In 2022, we carried on with the daily work of engaging one-on-one with GemFair’s artisanal miner members, buying their diamonds at a fair price and developing and refining our programming to support a mining community with diversified and sustainable livelihoods. We know that mining is not the only activity artisanal miners undertake to support their livelihoods. We want to ensure that during the half of the year when our members are engaged in ASM, they are doing so in the safest and most productive manner with a focus on minimising their environmental footprint. We are doing this with our general membership every day, as well as through customised FPA workplans.

When miners are not mining, we are learning how we can better support their other activities, which, in most cases, is farming. The reclamation and cultivation project we are running, while small, is creating jobs and providing more food to families in Kono as well as an additional source of income for the farmers. We plan to expand to more sites in 2023 to bolster the livelihoods of the mining community in Kono, learning and refining as we go.

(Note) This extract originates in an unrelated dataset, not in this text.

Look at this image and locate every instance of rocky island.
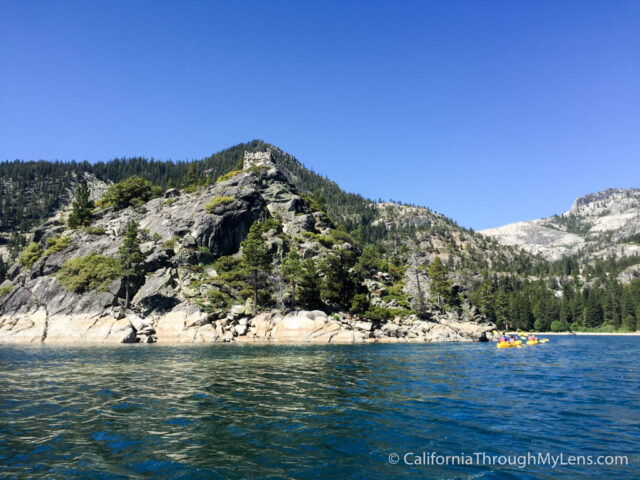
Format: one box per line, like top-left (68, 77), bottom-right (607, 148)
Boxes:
top-left (0, 150), bottom-right (495, 343)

In the year ahead, we will explore new ways to help miners capture efficiencies, both by tapping into geological data and planning their operations with care, a clear working budget and mining with a workplan that takes account of the closure process. We also hope to find feasible and responsible ways to build an evenmore inclusive GemFair programme that is accessible to a greater number of miners. We believe that engagement with artisanal miners, wherever they may be on their journey of continuous improvement, is the best way to raise standards in the sector and to support empowerment and a fair share for those working within it.